Uma situação exemplar se deu com a chegada da família do português Sô Luís no musseque, a qual representou o início das reações populares marcadas pela identidade contrária aos colonialistas. Ele, uma autoridade policial, já nos primeiros dias, fechou para si um quintal de árvores frutíferas que era aberto. Antes disso, sempre que havia necessidade, a comunidade do musseque retirava de lá alguns alimentos. O espaço ainda era de suma importância para as crianças, que por lá brincavam livremente. Essa noção da terra como um bem comum foi violada pelo branco que privatizou para si a área. A primeira reação dos moradores surgiu com ofensas, segundo o trecho a seguir: “Ngueta camuelo(1). Esses brancos são assim. Olha só! Chegou dois dias e pronto! Começa já a dizer aquilo é dele.” (VIEIRA, 2003, p. 17).
Outro episódio semelhante ocorre quando algumas famílias foram desapropriadas de suas casas, já que, com o crescimento de Luanda, os donos das habitações almejavam outras aplicações para esses terrenos. Ainda antes do despejo das famílias, quando não havia dinheiro para o pagamento do aluguel, o cobrador simplesmente adentrava as moradias e tomava alguns pertences de valor. A reação a essas explorações sofridas leva os moradores do musseque a algumas atitudes de resistência, como a agressão das mulheres a um tratorista que derrubava as cubatas e do menino Zito ao cobrador Aníbal.
Nga Xica ainda andou procurar casa noutro sítio mas, cada dia que saía, ninguém que ficava para fazer o trabalho e a comida depois faltava. A gente via o tractor correr pelo capim, com os dentes amarelos a destruir tudo e avisava nga Xica: um dia ia de chegar ali e, depois, sucedia como a senhora Fefa que escapou morrer dentro da cubata.
— Branco não tem coração!

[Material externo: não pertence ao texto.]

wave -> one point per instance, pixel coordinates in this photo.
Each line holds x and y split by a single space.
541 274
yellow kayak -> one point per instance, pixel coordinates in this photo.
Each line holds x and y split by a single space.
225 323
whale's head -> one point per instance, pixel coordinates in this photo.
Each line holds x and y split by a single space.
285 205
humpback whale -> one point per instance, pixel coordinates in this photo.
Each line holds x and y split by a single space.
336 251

Chegam aí, nem que você se põe lá dentro, mana, derrubam! (VIEIRA, 2003, p. 35)
Noutro trecho, na terceira e última parte do romance, a ríspida discussão entre Carmindinha e seu pai, Capitão Bento Abano, mostra a jovem questionando os efeitos nocivos da opressão colonial sobre o povo e enfrentando a visão conservadora de seu pai, que coloca o peso da culpa pelas más condições de vida na própria população.
(Carmindinha) Levantava:
— Mas instruídos como? E as escolas?... E isso do vinho, dos bailes, das quitandas, porquê não acabam com essas coisas então?... Porquê não pedem para fechar?…

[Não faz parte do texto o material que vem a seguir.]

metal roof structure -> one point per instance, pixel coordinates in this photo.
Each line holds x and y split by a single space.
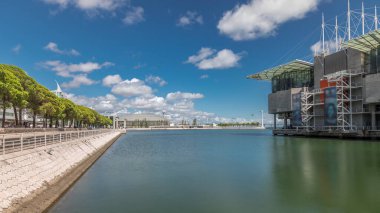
364 43
296 65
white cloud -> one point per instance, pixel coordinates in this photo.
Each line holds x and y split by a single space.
204 76
67 70
317 48
133 87
16 49
189 19
89 5
208 58
183 95
260 18
105 103
53 47
156 80
111 80
77 81
134 15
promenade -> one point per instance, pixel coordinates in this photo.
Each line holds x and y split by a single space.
32 164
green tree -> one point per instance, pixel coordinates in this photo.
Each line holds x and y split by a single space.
10 89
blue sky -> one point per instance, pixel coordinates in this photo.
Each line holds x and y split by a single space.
187 58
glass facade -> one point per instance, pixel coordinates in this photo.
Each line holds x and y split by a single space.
374 58
294 79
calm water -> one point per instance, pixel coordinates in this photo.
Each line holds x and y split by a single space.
229 171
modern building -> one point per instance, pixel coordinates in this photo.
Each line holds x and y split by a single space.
339 93
139 121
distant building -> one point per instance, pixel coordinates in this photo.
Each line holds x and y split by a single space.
138 121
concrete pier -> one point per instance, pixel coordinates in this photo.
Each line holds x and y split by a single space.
25 176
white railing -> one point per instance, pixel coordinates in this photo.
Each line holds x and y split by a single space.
10 143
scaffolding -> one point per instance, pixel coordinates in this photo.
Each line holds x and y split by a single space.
307 106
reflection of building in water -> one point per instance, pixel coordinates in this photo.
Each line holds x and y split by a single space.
338 92
139 121
334 176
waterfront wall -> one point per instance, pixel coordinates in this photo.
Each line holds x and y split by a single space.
25 175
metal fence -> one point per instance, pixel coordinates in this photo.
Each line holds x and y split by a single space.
10 143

Bento Abano vinha na porta, enchia o peito com ar fresco do começo da noite.
Sorria, voltava, o olhar já brincando outra vez, a certeza que ia calar a filha fazia-lhe demorar na resposta. Carmindinha continuava, agressiva:
— Ah! Não sabe?... É assim que a desculpa deles é a mesma!... O povo não presta, o povo está estragado, esta geração só pensa em bebedeira e quitatas… (VIEIRA, 2003, p. 35)
IDENTIDADE NACIONAL
Sugestão de atividade
A partir das situações de conflito enfrentadas pela população do musseque no terceiro capítulo, solicite aos educandos que redijam, individualmente, um texto analisando de que formas os populares se organizaram na resistência contra a opressão colonial e destacando em quais trechos se pode observar uma tomada de consciência no sentido da luta coletiva.
Notas
(1) Expressão depreciativa que significa “branco ordinário”
Referências
VIEIRA, Luandino. Nosso Musseque. Lisboa: Editorial Caminho, 2003.